Until librsvg 2.44, the available APIs to query the geometry of a layer or element were these:

struct _RsvgPositionData {
    int x;
    int y;

gboolean rsvg_handle_get_position_sub (RsvgHandle       *handle,
                                       RsvgPositionData *position_data,
                                       const char       *id);

struct _RsvgDimensionData {
    int width;
    int height;
    gdouble em;
    gdouble ex;

gboolean rsvg_handle_get_dimensions_sub (RsvgHandle        *handle,
                                         RsvgDimensionData *dimension_data,
                                         const char        *id);

These functions are inconvenient — separate calls to get the position and dimensions —, and also inexact, since they only return integer values, while SVG uses floating-point units.

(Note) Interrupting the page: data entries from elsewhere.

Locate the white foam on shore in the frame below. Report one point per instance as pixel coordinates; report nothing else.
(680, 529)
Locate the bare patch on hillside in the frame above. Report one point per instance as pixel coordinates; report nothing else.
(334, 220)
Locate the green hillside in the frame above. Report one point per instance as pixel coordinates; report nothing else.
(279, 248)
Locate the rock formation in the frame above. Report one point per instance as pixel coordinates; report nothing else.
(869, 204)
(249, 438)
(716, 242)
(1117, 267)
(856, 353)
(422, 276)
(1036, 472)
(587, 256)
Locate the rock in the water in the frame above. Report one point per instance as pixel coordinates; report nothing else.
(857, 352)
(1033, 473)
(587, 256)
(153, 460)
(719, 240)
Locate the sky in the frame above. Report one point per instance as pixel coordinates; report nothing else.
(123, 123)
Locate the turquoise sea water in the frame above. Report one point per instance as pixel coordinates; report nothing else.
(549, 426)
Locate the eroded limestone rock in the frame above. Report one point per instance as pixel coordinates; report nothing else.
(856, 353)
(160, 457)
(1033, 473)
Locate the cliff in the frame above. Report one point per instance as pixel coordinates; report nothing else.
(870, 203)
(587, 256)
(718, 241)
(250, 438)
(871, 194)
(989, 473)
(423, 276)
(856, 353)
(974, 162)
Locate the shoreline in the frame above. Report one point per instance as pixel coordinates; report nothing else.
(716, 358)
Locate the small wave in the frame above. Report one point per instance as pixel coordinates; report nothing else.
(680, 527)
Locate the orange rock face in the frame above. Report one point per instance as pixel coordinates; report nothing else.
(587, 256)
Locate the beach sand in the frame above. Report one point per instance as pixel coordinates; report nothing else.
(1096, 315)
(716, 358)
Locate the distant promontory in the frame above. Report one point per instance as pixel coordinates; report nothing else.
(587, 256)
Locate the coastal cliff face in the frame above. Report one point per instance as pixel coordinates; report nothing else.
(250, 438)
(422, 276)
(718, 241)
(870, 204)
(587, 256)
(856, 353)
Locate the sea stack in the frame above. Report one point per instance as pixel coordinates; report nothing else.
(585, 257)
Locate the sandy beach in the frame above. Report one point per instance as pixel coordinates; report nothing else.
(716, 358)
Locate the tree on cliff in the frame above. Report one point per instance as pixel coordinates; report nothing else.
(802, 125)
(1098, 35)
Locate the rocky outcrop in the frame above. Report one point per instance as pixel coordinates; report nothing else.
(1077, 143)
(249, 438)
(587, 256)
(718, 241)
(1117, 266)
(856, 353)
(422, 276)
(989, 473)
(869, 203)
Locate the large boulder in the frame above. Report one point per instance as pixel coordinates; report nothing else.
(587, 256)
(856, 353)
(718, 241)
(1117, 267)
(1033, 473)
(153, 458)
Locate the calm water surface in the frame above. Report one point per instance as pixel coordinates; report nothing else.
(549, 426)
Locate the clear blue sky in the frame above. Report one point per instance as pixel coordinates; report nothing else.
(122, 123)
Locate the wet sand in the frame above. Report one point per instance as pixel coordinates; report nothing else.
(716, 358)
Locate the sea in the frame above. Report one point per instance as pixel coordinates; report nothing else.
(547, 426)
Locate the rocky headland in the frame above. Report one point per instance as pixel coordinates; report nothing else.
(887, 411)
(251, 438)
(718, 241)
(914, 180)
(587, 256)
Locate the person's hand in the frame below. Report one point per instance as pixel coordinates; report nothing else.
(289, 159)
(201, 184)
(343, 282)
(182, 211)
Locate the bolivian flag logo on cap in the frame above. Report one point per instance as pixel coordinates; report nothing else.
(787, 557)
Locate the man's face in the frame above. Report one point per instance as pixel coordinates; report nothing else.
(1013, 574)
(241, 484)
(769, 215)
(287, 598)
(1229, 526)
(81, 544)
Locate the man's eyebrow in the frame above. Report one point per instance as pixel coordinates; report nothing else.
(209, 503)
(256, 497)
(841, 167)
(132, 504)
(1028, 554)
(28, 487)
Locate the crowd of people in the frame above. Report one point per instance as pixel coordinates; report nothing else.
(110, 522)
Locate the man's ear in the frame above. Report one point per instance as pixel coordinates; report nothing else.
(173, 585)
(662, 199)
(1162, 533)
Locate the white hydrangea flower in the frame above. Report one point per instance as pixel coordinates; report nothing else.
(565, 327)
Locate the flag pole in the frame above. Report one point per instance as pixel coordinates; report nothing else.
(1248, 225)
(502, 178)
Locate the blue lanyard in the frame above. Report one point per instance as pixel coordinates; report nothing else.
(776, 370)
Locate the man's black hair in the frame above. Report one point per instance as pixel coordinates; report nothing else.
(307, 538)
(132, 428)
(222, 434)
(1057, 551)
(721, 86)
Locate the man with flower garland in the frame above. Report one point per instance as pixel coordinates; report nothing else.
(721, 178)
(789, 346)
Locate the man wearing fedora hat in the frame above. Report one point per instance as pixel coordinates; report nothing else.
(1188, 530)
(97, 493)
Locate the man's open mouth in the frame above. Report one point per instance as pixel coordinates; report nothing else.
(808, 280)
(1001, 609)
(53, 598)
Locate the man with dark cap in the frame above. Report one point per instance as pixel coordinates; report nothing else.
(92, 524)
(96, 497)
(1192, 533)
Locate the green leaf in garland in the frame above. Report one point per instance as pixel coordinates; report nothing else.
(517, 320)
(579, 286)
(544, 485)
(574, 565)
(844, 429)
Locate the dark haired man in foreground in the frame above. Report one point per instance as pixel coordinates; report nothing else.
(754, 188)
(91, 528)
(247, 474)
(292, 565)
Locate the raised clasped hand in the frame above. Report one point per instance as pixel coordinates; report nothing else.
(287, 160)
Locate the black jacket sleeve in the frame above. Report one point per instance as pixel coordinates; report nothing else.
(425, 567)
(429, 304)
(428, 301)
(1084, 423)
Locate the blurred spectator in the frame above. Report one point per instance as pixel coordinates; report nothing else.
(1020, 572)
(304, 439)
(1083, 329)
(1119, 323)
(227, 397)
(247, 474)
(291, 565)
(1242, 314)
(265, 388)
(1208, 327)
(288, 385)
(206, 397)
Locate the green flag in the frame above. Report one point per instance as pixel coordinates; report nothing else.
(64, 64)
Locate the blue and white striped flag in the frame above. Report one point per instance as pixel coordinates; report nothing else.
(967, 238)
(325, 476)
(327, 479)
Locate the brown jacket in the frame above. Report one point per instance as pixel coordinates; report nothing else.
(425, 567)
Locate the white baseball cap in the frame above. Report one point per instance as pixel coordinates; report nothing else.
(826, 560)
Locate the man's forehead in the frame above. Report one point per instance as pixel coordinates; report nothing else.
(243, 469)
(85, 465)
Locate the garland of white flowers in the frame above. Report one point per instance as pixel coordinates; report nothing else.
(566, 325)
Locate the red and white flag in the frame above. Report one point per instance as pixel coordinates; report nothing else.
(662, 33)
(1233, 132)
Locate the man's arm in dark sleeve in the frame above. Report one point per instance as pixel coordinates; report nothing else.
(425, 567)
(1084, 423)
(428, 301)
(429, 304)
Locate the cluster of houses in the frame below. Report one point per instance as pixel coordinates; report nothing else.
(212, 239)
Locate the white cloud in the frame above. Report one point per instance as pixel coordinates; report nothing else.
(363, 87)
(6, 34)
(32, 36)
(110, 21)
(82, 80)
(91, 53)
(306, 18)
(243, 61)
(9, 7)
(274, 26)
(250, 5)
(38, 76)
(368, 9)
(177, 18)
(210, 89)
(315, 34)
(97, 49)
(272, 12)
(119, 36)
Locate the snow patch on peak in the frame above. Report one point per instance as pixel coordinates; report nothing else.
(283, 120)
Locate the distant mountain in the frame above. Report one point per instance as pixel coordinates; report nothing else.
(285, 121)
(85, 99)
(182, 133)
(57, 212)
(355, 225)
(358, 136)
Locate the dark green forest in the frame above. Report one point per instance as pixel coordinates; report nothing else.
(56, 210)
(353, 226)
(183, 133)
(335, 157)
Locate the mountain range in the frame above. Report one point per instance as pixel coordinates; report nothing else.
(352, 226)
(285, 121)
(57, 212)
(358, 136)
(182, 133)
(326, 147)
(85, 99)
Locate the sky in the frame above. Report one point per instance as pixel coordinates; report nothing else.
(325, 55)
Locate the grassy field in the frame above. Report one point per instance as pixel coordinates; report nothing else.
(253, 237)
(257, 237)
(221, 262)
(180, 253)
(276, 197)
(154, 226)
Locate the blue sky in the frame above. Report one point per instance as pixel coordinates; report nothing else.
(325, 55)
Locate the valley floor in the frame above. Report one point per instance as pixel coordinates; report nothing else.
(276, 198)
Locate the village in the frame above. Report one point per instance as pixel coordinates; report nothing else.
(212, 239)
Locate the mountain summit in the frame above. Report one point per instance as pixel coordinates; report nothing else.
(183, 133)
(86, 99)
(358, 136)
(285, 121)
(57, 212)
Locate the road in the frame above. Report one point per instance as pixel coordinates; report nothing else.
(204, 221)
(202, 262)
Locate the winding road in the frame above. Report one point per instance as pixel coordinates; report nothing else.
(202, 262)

Since librsvg 2.46, you can use these functions instead:

typedef struct {
    double x;
    double y;
    double width;
    double height;
} RsvgRectangle;

gboolean rsvg_handle_get_geometry_for_layer (RsvgHandle           *handle,
                                             const char           *id,
                                             const RsvgRectangle  *viewport,
                                             RsvgRectangle        *out_ink_rect,
                                             RsvgRectangle        *out_logical_rect,
                                             GError              **error);

gboolean rsvg_handle_get_geometry_for_element (RsvgHandle     *handle,
                                               const char     *id,
                                               RsvgRectangle  *out_ink_rect,
                                               RsvgRectangle  *out_logical_rect,
                                               GError        **error);

These functions return exact floating-point values. They also give you the ink rectangle, or area covered by paint, as well as the logical rectangle, which is the extents of unstroked paths (i.e. just the outlines).